During the break, another paper where I played a part came out and now is it on the cover of the January edition of Nature Medicine:
Host-cell sensors for Plasmodium activate innate immunity against liver-stage infection by Liehl et al., in Nature Medicine 20, 47-53 (2014) [DOI]
Plasmodium, the malaria causing parasite, when entering the human body, first infects the liver. There, the small number of initial parasites (perhaps only a handful of them), multiply until they burst into the blood stream where they cause havoc, which can have potentially fatal consequences if left untreated.
The liver stage is clinically silent, with no visible symptoms. However, it does not go completely undetected by the host’s immune system. There were previous reports of an immune response in the liver, but we worked on understanding more of what was going on and observed a type-I interferon response using transcriptomics.

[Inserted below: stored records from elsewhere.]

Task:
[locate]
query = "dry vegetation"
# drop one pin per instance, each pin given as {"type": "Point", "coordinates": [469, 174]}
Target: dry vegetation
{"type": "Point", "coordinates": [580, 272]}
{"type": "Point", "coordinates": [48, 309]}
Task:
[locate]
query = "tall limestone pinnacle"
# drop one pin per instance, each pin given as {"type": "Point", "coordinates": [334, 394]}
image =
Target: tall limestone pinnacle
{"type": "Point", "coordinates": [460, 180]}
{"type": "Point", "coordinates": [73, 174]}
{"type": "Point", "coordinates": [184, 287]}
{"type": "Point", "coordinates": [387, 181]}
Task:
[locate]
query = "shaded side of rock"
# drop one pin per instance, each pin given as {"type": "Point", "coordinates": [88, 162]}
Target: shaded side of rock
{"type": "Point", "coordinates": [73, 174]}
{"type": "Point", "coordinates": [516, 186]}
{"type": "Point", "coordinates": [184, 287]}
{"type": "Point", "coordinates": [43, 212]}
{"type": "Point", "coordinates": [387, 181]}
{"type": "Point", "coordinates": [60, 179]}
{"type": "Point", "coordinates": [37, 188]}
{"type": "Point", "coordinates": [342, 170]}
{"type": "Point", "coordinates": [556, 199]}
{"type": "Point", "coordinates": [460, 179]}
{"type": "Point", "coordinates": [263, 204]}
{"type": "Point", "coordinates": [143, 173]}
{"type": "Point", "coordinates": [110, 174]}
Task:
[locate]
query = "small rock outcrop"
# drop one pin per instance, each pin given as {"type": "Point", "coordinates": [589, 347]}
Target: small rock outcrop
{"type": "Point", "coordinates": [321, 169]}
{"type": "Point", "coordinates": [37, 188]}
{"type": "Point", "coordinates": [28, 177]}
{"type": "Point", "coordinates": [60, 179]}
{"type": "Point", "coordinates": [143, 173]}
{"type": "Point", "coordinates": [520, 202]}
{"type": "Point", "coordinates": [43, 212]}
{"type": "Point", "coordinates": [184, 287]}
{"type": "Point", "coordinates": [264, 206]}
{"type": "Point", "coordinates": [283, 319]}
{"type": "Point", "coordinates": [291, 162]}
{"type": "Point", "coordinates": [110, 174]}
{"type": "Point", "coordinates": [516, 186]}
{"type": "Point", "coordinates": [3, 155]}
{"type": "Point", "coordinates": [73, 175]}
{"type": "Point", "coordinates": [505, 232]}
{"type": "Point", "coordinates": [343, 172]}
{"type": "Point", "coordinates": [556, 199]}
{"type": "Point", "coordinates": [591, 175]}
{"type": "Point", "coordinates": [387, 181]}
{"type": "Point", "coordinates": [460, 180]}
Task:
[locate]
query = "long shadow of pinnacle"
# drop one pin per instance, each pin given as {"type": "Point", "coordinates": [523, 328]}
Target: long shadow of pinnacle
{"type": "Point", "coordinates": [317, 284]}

What I thought was most surprising (although this may be a function of my naïveté) was that the response seems to be activated by RNA sensing. The host detects the Plasmodium RNA and that triggers an immune response. This is some bad ass immune system stuff: using RNA sensors against eukariotic parasites instead of just viruses.
Nature Medicine thought this was cool too and wrote up summary as well as putting the paper on the cover of January edition!
This excellent work must be credited to Peter Liehl and Maria Mota (the first and last authors). I am just happy that I got to play a role in this enterprise and learn some cool biology.